More car chases, fights and slapstick comic sequences follow, and a magic show is featured and is rather tedious. The action reaches a stirring climax with Jane Bond operating a small aircraft while her Chauffeur boyfriend Mohsin battles the forces of evil on the land. They make a good team, and despite the odds stacked against them, they face their adversaries with admirable pluck and spirit.

Rakshanda Khattak, one of the nation’s first “supermodels” of Burmese and Pashtun origin, is indeed a worthy Jane Bond. Her physical presence is alluring and imposing in equal measure, as is her slightly Zeenat Aman-like dialogue delivery. She packs a mean Karate chop and kicks, but the bottom line is if it were not for her dashing chauffeur, she would have ended up the same way as Agent 002, in an early shallow grave.

The film, directed by our cavalier chauffeur, is choppy and incoherent for the most part. There are too many chase and action scenes, and the second half repeats the action as in the movie’s first half. The film does not build upon its premise; things meander instead of creating tension or an effective climax. Nothing is unexpected, and the film winds to a highly predictable and unexciting conclusion.

Raza Fazli is exuberant and fitter than the local Pakistani heroes of the era and is confident in directing himself. Yet perhaps the film would have benefitted by having a director who was not the movie’s main star because the narrative is weak. The storytelling is confused and messy, and the film lacks tension. However, it is mildly entertaining, and there are two rather splendid dances, interludes by Tarana and another by the starlet playing Miss Zouzou.

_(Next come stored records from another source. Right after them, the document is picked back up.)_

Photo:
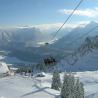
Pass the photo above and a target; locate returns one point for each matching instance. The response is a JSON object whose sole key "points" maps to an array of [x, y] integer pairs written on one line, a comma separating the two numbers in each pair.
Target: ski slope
{"points": [[27, 87]]}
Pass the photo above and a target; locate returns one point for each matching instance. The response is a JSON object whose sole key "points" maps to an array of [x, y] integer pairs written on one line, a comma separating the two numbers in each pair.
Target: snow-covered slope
{"points": [[27, 87], [87, 62], [3, 68]]}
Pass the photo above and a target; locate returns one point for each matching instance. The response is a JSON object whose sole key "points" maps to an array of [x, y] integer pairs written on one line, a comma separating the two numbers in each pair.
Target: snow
{"points": [[40, 87], [87, 62], [3, 67]]}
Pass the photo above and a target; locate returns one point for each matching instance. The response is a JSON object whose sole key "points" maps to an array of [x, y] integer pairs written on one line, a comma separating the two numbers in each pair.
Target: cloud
{"points": [[50, 27], [57, 25], [82, 12]]}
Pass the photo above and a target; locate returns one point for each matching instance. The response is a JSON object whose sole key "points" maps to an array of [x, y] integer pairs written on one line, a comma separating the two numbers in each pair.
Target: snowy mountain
{"points": [[28, 36], [74, 39]]}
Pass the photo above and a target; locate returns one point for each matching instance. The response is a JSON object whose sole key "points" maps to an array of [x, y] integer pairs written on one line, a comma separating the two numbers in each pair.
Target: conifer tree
{"points": [[56, 82]]}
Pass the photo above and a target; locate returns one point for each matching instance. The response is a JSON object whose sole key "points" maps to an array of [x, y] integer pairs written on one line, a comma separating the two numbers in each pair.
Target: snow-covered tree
{"points": [[56, 82], [72, 88], [65, 90]]}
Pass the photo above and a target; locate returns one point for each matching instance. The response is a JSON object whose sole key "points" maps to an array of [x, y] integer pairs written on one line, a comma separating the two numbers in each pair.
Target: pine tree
{"points": [[71, 87], [79, 90], [65, 90], [56, 82]]}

The movie’s best sequence is, in fact, Miss Zouzou’s sizzling dance while in the background, Agent 002 attempts to make his getaway from the posse of shady henchmen keeping watch at the local sleazy dance club.

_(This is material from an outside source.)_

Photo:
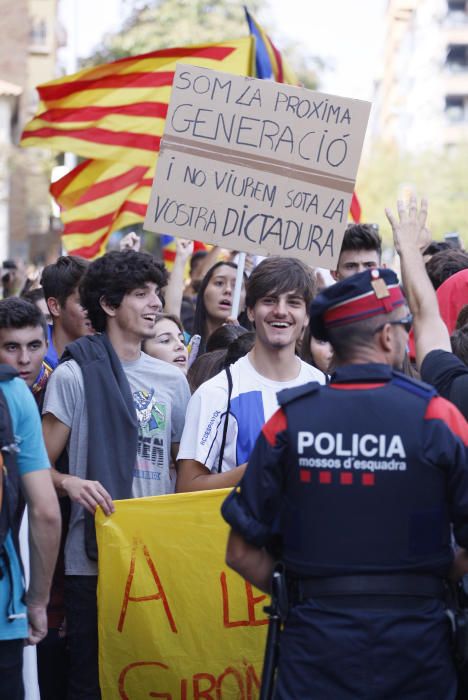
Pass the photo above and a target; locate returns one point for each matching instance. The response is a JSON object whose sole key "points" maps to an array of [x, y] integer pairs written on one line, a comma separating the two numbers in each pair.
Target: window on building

Another exciting aspect of the film is the outdoor scenery of Karachi as it was back in the late ‘60s, sparse and sketchy rather than the mass of disorder that is on view in contemporary times.

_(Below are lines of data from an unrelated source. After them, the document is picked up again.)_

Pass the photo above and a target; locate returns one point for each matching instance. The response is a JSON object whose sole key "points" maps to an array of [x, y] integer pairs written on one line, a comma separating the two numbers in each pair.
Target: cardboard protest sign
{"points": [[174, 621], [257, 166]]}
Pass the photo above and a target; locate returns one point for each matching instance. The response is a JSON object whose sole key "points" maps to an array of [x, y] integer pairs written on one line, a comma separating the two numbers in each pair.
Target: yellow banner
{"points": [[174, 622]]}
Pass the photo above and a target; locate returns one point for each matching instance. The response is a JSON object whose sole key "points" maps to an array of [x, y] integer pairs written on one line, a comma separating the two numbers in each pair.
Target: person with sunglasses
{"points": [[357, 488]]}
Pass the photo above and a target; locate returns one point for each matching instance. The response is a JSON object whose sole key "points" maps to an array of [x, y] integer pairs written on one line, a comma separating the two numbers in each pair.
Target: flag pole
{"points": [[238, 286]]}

The film unsurprisingly failed to set the Box Office on fire and died a tame death within a few short weeks despite the popularity of Ahmed Rushdie’s hit song Ek Udan Khatola Ayega. It did not have the ingredients required to register with the locals, and there was a distinct lack of emotional involvement with the characters, along with a lightweight plot that was too slight to sustain the film. It is also a relatively low-budget movie, meaning the villain’s lair is only marginally impressive but could have been so much more.

Jane Bond 008: Operation Karachi is a film that should have been a cult classic for Karachi and feminism for all time to come, yet it falls short of expectations, ending up as an unremarkable, uninteresting, lightweight piffle. Only the movie’s title and poster retain any cult value, not the film itself.